Sixteen-year-old Harshita Tomar, who won a bronze in the Open Laser 4.7 sailing category in the Asian Games, is the second youngest medallist after Chaudhary to win a medal at the Asian Games.
It has been a crazy four days in the capital for the Bhopal-based sailor and her parents. A product of the Madhya Pradesh government's Water Sports Academy under the Department of Sports and Youth Wing, the class 10 student has a very serene air about her. Harshita listens carefully and responds in a measured manner.
After meeting with Prime Minister Narendra Modi as well as attending a felicitation organised by the Union ministry of youth affairs and sports and also one back home in Bhopal organised by the state government, Harshita was felicitated on Thursday by Alok Kumar Verma, Director, Central Bureau of Investigation at the bureau's headquarters in New Delhi. Harshita's mother, Rani, is a CBI constable posted in Bhopal and gets the support of her department when it comes to ensuring her daughter's sailing ambitions are fulfilled.
Understated, but supremely confident about her ability, the soft spoken teen was very matter-of-fact about her achievement. Harshita competed in the Open category against the boys, and finished on the podium―the only girl to do so. In fact, she was the only girl to finish in the top 10 in her category.
“Actually if I was competing at home, my bronze in the Open category would have been a gold,” Harshita said, flanked by her parents at the CBI headquarter's ahead of her meeting with Verma. “We practice with boys in our training. Our nationals are also combined events,” she said.
Harshita started as a swimmer―her father Devendra Singh Tomar, an executive in a leading Hindi newspaper group in Bhopal taught her how to swim at the age of two. It was while she was participating in a swimming competition in Hoshangabad that she got selected by the coaches at the water sports department for sailing, finding her body weight and height apt for the Laser class. Harshita's family originally hails from Hoshangabad, the city on the banks of river Narmada. It is not surprising that the connection between Harshita and the water is a strong one.
Harshita was 12 years old at the time. The family took a big call and decided to move base to Bhopal for their daughter to pursue her sailing dreams. She was to give her class 10 board exams this year but had to give them a miss after qualifying for the Asian Games.
“She informed us that she has been selected for Asian Games and will have to go abroad for training and cannot give the exams. We were very perturbed as this was the class 10 boards, but my wife and I then concurred that while she can give her exams next year, Asian Games wont happen till next four years and we decided to let her miss the boards. Even the CBSE officials in Bhopal supported us and guided us that she can give the exams through the Open school,” said her father Devendra Singh Tomar.

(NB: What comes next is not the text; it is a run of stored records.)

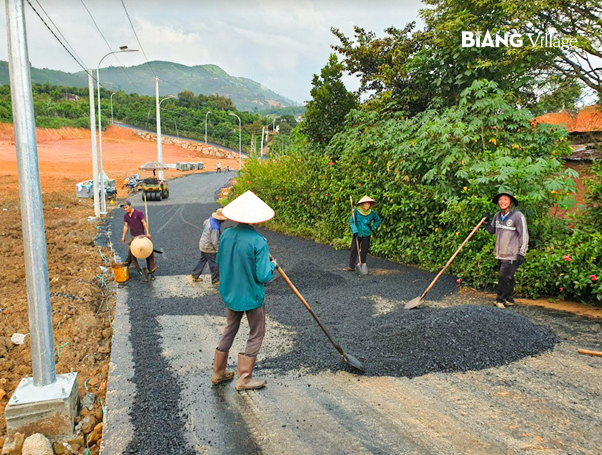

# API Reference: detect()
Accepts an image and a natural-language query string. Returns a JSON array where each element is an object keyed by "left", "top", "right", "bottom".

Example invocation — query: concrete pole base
[{"left": 4, "top": 373, "right": 79, "bottom": 439}]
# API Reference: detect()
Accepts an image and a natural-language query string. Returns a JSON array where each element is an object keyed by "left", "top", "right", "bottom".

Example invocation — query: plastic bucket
[{"left": 112, "top": 263, "right": 130, "bottom": 283}]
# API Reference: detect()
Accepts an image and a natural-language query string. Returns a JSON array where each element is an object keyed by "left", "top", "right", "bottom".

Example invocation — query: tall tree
[{"left": 301, "top": 54, "right": 358, "bottom": 145}]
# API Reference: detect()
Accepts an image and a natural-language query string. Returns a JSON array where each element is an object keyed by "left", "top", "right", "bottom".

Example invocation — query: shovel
[
  {"left": 270, "top": 256, "right": 366, "bottom": 372},
  {"left": 404, "top": 217, "right": 487, "bottom": 310},
  {"left": 349, "top": 196, "right": 368, "bottom": 275}
]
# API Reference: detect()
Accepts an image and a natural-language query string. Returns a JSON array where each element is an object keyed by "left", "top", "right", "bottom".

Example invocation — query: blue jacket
[
  {"left": 217, "top": 223, "right": 275, "bottom": 311},
  {"left": 349, "top": 209, "right": 380, "bottom": 237}
]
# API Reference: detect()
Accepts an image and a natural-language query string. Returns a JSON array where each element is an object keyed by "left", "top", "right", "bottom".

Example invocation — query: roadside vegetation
[{"left": 225, "top": 0, "right": 602, "bottom": 305}]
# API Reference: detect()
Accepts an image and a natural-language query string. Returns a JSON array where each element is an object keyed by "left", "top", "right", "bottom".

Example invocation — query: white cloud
[{"left": 0, "top": 0, "right": 421, "bottom": 101}]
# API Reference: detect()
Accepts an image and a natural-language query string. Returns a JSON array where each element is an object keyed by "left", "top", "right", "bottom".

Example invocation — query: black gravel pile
[{"left": 261, "top": 305, "right": 557, "bottom": 377}]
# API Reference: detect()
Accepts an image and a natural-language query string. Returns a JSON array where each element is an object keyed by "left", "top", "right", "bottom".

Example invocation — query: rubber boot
[
  {"left": 211, "top": 349, "right": 234, "bottom": 385},
  {"left": 236, "top": 353, "right": 266, "bottom": 390}
]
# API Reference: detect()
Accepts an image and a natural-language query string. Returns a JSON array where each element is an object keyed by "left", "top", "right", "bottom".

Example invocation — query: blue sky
[{"left": 0, "top": 0, "right": 424, "bottom": 103}]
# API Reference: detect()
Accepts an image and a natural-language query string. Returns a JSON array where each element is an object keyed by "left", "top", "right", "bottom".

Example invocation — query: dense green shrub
[{"left": 231, "top": 81, "right": 602, "bottom": 301}]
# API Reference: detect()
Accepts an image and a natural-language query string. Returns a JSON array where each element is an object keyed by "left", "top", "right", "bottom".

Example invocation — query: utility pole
[
  {"left": 88, "top": 69, "right": 100, "bottom": 218},
  {"left": 4, "top": 0, "right": 78, "bottom": 436},
  {"left": 155, "top": 77, "right": 163, "bottom": 180},
  {"left": 259, "top": 126, "right": 265, "bottom": 158}
]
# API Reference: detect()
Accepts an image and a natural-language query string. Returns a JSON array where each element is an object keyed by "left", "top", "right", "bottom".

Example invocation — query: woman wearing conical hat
[
  {"left": 211, "top": 191, "right": 276, "bottom": 390},
  {"left": 345, "top": 196, "right": 380, "bottom": 272}
]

Sailing, without doubt, is an expensive sport―credit to the state government for ensuring the necessary equipment was provided. The Open Laser 4.7 category is not an Olympic event though. Harshita has no direct funding from the Union government's National Sports Development Fund or the Target Olympic Podium Scheme. She credits the training stint organised by the foreign coach Alexander Denisiuc for being extremely helpful ahead of the crucial qualifying event.
“Alex sir was extremely supportive during the Asian Games. He would continuously encourage me, explain to me even if a few races didn't go too well. He has the experience and he would share his with us,” said Harshita.
Harshita also credits three of her national coaches who have trained her so far. These coaches are funded by the Sports Authority of India.
The hiring of the three foreign coaches including Alexander was more by chance than design―they came in only six months before the Asian Games. The state of affairs in the Yachting Association of India is quite messy with issues of selection, court cases by sailors past and present as well as the hiring of controversial foreign coach Pete Conway.